The sensitizer used to the reaction system could also affect the reduction rate of Ag+. UV-Vis spectroscopy (Figure 6) showed the effect of two different sensitizers used on the Ag+ reduction while keeping the AgNO3 content unchanged. For the same reaction time and light power, 360 s and 300 mW/cm², the absorption peak intensity in the case of S2 it is very weak and broad compared with S1 (Figure 6).

512579.fig.006
Figure 6: Time evolution of absorption spectra of the samples (a) with S1, exposure 0 s, (b) with S2, exposure 0 s, (c) with S1, exposure 360 s with an incident light power 300 mW/cm² upon irradiation at 800 nm and (d) with S2 exposure 360 s with an incident light power 300 mW/cm² upon irradiation at 850 nm.
3.3. Effect of the Dye Sensitizer Structure on the Photoreduction Reaction

Quite interestingly, both the kinetics of the MNPs generation and the size distribution of the particles can be related to structural effects of the dye sensitizer. Indeed, it is a well-established fact that any structural change likely to introduce some rigidization in the polymethine central chain of the sensitizer has the effect of decreasing singlet to singlet internal conversion due to mixing of the electronic and vibrational levels [29]. Consequently, the quantum yield of intersystem crossing to triplet increases in proportion that makes the reaction with electron donor (MDEA) and the photoreduction of silver precursors more efficient [30, 31]. Along the same lines, the heavy atom effect is also known to induce a significant increase of the triplet quantum yield. This effect is related to the presence of heavy atoms in the substituents carried by a given structure [32].

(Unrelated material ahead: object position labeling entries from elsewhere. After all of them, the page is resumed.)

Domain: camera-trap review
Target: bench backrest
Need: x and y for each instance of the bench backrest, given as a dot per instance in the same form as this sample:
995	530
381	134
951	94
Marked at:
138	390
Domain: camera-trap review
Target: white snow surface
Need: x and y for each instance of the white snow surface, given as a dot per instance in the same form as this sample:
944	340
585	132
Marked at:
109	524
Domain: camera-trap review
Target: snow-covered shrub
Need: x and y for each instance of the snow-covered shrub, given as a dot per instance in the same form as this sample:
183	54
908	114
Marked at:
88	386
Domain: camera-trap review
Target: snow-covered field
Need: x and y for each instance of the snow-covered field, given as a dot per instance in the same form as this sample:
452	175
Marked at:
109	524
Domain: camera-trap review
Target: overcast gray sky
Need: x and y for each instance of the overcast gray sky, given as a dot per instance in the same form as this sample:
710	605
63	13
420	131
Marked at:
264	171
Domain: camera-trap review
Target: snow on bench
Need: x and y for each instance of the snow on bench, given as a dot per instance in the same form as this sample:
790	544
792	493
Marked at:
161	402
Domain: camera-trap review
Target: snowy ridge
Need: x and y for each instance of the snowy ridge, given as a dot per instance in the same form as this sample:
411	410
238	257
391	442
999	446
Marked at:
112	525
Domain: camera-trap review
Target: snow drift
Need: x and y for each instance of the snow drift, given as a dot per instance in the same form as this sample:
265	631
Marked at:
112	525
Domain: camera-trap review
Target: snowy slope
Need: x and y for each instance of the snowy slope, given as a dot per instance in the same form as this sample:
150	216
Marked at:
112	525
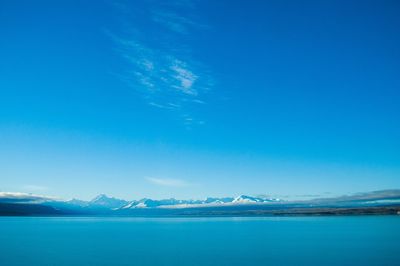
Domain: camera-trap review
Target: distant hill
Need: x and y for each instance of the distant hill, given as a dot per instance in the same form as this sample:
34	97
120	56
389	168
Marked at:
375	202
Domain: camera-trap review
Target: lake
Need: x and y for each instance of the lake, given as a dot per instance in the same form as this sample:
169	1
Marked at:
357	240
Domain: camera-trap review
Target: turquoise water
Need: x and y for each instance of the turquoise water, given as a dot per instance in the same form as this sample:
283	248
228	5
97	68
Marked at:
366	240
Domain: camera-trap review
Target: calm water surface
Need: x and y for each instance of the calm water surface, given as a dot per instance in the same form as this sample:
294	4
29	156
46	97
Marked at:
366	240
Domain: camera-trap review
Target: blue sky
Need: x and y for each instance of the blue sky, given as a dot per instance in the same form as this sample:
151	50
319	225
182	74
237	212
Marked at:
190	99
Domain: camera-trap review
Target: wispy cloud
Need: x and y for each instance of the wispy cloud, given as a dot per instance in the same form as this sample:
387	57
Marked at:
167	182
162	68
22	197
34	188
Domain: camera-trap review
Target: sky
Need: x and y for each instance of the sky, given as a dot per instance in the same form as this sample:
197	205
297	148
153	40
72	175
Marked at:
190	99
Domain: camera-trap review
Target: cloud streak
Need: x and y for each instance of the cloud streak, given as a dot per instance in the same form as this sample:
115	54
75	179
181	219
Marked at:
167	182
161	66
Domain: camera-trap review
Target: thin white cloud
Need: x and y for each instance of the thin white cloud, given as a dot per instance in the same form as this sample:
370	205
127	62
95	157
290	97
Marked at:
167	182
162	68
34	188
23	197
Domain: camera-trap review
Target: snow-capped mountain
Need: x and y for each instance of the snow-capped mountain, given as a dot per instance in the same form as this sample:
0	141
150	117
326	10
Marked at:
174	203
243	199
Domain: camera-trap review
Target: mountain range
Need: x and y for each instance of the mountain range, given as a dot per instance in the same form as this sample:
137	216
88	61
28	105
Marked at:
29	204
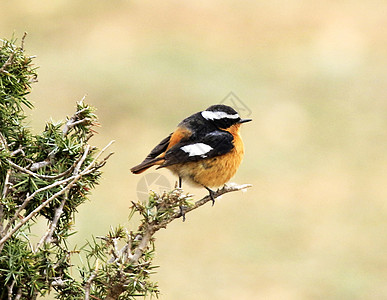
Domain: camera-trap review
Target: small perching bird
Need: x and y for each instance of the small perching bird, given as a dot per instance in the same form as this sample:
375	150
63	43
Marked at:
206	148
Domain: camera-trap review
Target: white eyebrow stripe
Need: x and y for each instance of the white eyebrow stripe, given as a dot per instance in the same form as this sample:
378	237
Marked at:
211	115
197	149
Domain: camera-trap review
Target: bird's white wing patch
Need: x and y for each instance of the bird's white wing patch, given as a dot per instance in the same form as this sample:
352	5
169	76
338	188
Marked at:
212	115
197	149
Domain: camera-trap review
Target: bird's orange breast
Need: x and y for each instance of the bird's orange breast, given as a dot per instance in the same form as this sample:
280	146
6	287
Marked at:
212	172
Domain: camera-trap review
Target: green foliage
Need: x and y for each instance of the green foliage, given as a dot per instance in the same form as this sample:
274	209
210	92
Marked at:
47	176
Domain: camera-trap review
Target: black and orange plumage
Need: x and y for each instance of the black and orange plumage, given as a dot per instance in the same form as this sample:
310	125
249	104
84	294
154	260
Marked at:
206	148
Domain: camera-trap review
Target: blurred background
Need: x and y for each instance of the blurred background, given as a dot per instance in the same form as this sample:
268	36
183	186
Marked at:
314	76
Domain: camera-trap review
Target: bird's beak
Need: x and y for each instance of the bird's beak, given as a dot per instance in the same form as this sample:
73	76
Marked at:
244	120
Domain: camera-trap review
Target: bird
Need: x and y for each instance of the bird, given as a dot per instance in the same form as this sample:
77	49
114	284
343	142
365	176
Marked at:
205	149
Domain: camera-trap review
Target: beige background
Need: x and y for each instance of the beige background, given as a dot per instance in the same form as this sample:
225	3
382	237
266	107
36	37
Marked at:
313	73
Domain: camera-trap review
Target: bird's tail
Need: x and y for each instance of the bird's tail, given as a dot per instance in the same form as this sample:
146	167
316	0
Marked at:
146	164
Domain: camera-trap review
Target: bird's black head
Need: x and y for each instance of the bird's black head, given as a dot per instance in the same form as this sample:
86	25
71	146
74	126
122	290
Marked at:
222	116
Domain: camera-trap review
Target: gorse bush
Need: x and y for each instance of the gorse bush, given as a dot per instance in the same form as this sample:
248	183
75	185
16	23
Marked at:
46	177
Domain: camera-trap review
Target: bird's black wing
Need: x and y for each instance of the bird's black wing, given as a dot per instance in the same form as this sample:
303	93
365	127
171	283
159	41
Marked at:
160	148
213	144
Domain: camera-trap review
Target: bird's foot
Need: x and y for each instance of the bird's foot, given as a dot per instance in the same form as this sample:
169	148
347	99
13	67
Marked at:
182	212
211	194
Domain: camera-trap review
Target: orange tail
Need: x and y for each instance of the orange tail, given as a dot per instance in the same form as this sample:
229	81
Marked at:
146	164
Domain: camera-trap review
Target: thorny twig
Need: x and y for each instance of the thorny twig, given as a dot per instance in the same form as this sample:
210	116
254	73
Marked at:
127	255
12	56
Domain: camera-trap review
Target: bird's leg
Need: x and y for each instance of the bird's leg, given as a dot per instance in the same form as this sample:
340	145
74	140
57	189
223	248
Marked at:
211	193
182	212
181	207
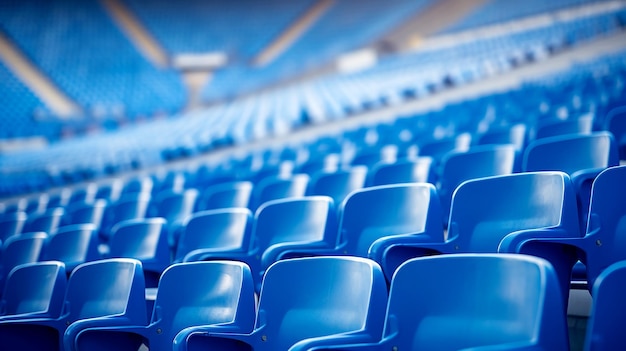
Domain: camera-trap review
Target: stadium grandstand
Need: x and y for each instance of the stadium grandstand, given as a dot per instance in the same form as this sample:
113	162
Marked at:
172	109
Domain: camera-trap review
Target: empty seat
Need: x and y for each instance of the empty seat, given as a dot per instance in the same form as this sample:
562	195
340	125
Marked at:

Thus, it is clearly visible from Figures 2 and 3 that the photoreduction kinetics is faster with S1 (the rigid polymethine structure and the structure carrying two chlorine atoms). Likewise, the absorption due to plasmon resonance of silver particles is weaker and much broader with S2 (the flexible polymethine structure) that denotes a large size distribution. These observations are consistent with a slower nucleation process that is propitious to size dispersion.

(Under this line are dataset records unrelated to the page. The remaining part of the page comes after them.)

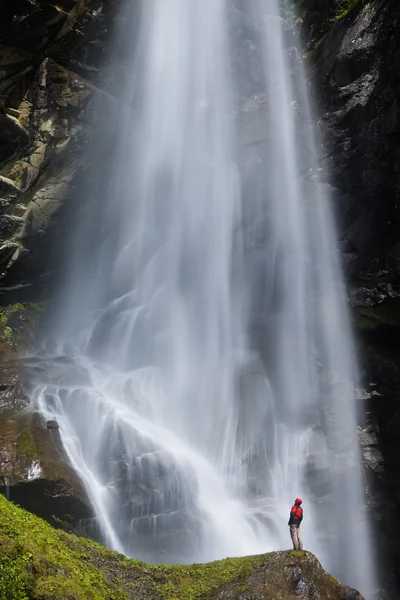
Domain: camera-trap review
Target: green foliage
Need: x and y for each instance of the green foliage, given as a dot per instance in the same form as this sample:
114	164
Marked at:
12	585
58	561
5	314
38	562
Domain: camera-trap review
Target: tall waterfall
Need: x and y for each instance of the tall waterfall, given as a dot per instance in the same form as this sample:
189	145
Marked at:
199	361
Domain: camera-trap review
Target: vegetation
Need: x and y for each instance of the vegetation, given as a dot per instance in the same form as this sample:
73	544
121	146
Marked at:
38	562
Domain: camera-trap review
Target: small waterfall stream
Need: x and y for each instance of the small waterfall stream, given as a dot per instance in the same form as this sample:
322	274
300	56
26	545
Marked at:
200	362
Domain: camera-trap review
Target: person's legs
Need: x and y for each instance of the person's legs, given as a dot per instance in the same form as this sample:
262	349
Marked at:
293	535
299	539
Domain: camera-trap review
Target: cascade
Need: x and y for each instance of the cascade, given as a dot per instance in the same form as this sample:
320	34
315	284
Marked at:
199	359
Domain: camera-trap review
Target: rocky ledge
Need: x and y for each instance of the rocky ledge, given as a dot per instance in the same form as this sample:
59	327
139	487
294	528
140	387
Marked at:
41	563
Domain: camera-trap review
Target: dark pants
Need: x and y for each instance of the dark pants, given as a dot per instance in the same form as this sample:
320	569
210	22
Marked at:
295	534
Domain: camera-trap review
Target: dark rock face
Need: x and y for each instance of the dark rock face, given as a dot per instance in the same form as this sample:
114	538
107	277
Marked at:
49	77
354	68
34	470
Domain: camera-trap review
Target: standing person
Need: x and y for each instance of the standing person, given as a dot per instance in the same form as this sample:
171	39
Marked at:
296	517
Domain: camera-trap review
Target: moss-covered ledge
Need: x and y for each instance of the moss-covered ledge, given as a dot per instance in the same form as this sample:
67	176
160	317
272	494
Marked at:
38	562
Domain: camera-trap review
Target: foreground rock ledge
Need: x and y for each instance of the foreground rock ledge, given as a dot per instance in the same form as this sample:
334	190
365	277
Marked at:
38	562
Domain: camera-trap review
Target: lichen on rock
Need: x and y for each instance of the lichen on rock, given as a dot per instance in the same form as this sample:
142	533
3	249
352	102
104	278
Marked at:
41	563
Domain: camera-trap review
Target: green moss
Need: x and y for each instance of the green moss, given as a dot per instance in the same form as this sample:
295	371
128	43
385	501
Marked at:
298	553
198	581
13	578
38	562
28	544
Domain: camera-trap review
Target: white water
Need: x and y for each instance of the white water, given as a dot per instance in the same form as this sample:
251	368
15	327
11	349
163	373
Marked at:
200	363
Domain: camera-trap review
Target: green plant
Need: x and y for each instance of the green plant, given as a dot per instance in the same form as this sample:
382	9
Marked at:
12	586
5	314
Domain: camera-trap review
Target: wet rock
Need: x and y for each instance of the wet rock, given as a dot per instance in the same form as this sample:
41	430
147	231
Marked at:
34	470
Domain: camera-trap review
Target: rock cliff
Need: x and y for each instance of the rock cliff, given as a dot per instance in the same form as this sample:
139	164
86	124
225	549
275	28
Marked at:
41	563
353	57
49	81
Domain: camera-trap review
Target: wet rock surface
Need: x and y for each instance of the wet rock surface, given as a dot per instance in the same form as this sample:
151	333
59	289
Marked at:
49	77
34	470
353	51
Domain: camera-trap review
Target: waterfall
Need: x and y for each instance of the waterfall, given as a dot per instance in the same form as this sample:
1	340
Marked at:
199	359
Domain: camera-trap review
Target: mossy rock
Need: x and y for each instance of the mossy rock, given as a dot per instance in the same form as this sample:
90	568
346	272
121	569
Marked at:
34	469
38	562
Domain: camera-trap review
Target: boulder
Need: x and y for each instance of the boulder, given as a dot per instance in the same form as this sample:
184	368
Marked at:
34	470
83	568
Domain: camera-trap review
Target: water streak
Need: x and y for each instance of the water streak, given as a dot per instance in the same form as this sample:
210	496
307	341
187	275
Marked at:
199	362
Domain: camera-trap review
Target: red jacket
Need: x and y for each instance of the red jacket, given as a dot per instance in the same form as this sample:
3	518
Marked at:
296	515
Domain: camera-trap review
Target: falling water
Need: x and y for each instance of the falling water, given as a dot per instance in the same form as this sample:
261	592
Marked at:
199	362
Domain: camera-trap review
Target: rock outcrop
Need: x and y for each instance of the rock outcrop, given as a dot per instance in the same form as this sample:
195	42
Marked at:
49	81
41	563
34	470
353	51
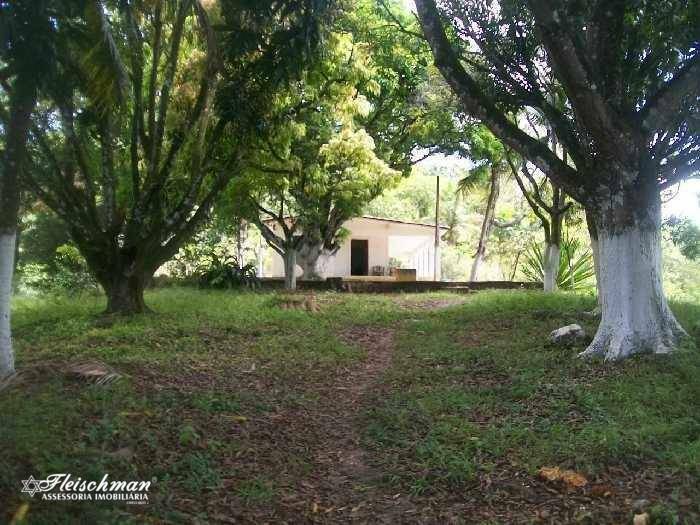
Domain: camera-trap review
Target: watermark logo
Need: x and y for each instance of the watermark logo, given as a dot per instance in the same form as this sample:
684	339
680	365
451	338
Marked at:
63	487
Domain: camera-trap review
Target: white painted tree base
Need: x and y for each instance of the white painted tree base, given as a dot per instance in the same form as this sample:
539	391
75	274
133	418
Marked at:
7	258
552	254
290	267
635	317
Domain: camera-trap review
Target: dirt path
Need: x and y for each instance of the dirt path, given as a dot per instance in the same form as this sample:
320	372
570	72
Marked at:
343	482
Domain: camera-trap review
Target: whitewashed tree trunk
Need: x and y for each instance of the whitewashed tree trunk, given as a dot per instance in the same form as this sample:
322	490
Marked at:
290	269
596	267
550	264
7	256
478	259
635	317
312	259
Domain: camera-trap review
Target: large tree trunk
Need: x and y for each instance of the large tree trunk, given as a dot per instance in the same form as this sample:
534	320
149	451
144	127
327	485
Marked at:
635	316
486	225
311	258
22	103
124	292
7	255
290	267
550	266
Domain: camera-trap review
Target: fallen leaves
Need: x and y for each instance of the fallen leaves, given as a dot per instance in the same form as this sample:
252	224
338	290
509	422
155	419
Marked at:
95	372
569	477
641	519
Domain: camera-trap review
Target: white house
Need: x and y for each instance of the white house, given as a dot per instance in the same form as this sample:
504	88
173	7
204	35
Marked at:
372	247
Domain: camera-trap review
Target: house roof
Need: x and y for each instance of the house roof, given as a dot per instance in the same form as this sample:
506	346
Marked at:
395	221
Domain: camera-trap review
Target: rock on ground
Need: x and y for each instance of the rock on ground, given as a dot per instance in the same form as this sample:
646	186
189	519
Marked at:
567	334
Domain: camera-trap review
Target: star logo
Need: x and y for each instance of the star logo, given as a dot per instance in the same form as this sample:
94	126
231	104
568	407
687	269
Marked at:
31	486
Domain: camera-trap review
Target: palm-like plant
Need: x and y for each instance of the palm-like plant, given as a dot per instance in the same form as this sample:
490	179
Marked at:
575	265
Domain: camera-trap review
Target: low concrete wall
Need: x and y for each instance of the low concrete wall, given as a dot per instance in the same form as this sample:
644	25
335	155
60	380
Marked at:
384	286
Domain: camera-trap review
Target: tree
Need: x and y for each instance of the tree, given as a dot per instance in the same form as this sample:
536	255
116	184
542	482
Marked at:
25	59
550	214
315	168
685	234
135	177
489	154
410	114
628	73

This analysis was corroborated by using other polymethine sensitizers, either with highly flexible central chain (2-[7-(1,3-Dihydro-1,3,3-trimethyl-2H-indol-2-ylidene)hepta-1,3,5-trienyl]-1,3,3-trimethyl-3H-indolium iodide), or with heavy atoms and a hydrocarbon bridge rigidifying the central chain (2-[2-[2-Chloro-3-[2-[1,3-dihydro-3,3-dimethyl-1-(4-sulfobutyl)-2H-indol-2-ylidene]-ethylidene]-1-cyclohexen-1-yl]-ethenyl]-3,3-dimethyl-1-(4 sulfobutyl)-3H-indolium hydroxide, inner salt, sodium salt). The first one does not work at all, while the second one induces both photoreduction with a sharp size distribution of silver nanoparticles and crosslinking photopolymerization of the dispersion medium.

4. Conclusions

This work demonstrates the possibility of extending the concept of photochemically assisted synthesis of metal nanoparticles by direct reduction of metal ions or complex to the NIR range, a spectral region of crucial interest for in situ implementation of integrated optical functions but where the weak electronic energy carried by photons makes photochemical activation often critical.

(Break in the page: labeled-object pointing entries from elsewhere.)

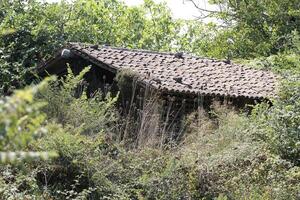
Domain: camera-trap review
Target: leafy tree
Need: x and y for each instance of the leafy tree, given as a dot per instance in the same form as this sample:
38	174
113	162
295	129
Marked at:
255	27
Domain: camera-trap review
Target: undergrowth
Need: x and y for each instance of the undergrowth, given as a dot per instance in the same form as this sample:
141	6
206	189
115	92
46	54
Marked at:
221	155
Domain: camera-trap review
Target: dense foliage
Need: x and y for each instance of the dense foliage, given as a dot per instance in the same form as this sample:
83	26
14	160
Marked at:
221	155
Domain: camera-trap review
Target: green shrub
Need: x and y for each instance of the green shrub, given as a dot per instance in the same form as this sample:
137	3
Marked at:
68	104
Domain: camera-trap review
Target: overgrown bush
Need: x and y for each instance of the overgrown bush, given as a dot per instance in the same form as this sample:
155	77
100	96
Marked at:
68	104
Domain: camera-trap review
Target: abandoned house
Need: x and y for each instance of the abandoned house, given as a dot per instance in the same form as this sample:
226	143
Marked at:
181	80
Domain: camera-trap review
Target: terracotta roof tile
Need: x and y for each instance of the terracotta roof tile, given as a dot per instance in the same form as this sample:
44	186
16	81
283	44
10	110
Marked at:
194	75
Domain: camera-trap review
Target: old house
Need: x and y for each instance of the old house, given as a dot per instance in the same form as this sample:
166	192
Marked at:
184	81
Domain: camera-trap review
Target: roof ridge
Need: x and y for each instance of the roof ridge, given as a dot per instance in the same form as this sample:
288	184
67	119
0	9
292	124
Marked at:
86	45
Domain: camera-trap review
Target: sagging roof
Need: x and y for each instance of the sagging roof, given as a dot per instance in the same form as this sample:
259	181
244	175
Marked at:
180	73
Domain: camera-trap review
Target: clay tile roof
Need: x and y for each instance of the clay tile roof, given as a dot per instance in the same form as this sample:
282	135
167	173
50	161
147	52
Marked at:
186	74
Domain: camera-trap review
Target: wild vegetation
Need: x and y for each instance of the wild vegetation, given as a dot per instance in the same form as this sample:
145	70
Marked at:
56	143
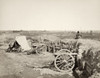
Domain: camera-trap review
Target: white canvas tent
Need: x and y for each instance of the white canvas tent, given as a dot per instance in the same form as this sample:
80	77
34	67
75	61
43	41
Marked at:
23	42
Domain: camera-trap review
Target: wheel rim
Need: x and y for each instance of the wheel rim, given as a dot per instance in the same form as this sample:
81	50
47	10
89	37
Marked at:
64	62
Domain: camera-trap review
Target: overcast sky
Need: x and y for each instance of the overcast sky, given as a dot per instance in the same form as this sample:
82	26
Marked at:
49	14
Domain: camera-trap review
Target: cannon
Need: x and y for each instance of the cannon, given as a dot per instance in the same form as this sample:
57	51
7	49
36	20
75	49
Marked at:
64	59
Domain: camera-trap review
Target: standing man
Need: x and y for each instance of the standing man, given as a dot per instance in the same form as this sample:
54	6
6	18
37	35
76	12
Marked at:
78	35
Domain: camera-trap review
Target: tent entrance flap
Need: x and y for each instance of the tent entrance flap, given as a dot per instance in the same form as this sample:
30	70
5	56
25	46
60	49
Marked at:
23	42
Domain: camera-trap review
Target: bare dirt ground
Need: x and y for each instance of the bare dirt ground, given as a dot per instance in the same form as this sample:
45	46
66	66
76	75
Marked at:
20	65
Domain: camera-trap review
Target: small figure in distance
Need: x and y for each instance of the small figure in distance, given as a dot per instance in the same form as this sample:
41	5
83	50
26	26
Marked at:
78	35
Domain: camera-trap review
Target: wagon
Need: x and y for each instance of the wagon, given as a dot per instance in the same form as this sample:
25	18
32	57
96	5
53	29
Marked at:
64	59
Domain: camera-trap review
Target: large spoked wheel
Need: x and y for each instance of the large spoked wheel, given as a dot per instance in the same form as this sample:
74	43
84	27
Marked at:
64	62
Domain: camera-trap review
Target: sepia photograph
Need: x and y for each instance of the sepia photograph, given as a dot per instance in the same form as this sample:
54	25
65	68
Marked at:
49	38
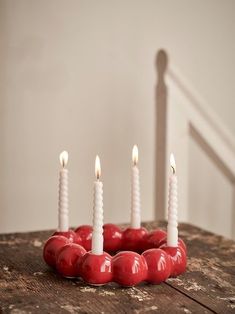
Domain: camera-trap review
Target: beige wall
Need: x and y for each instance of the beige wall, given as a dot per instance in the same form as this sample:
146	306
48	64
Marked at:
79	75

A photopolymerizable formulation was tailored to allow initiation by the transient species used to reduce silver cations. It was found that a 300 mW/cm2 light intensity forms metal nanoparticles homogeneously dispersed in corresponding polymer material, generating thus a metal/polymer nanocomposite that is fabricated upon NIR light activation. Specific effects of the structure of the polymethine sensitizers that strongly suggest the involvement of their triplet state were noticed.

This achievement should open up new vistas in several research fields, where the in situ photochemical synthesis of MNPs triggered by NIR might allow technical bottlenecks to be overcome.

Acknowledgment

The authors thank the Agence Nationale de la Recherche (ANR) for the financial support under Contract no. ANR-09-JCJC-0029-01, Project PhotoPlasm.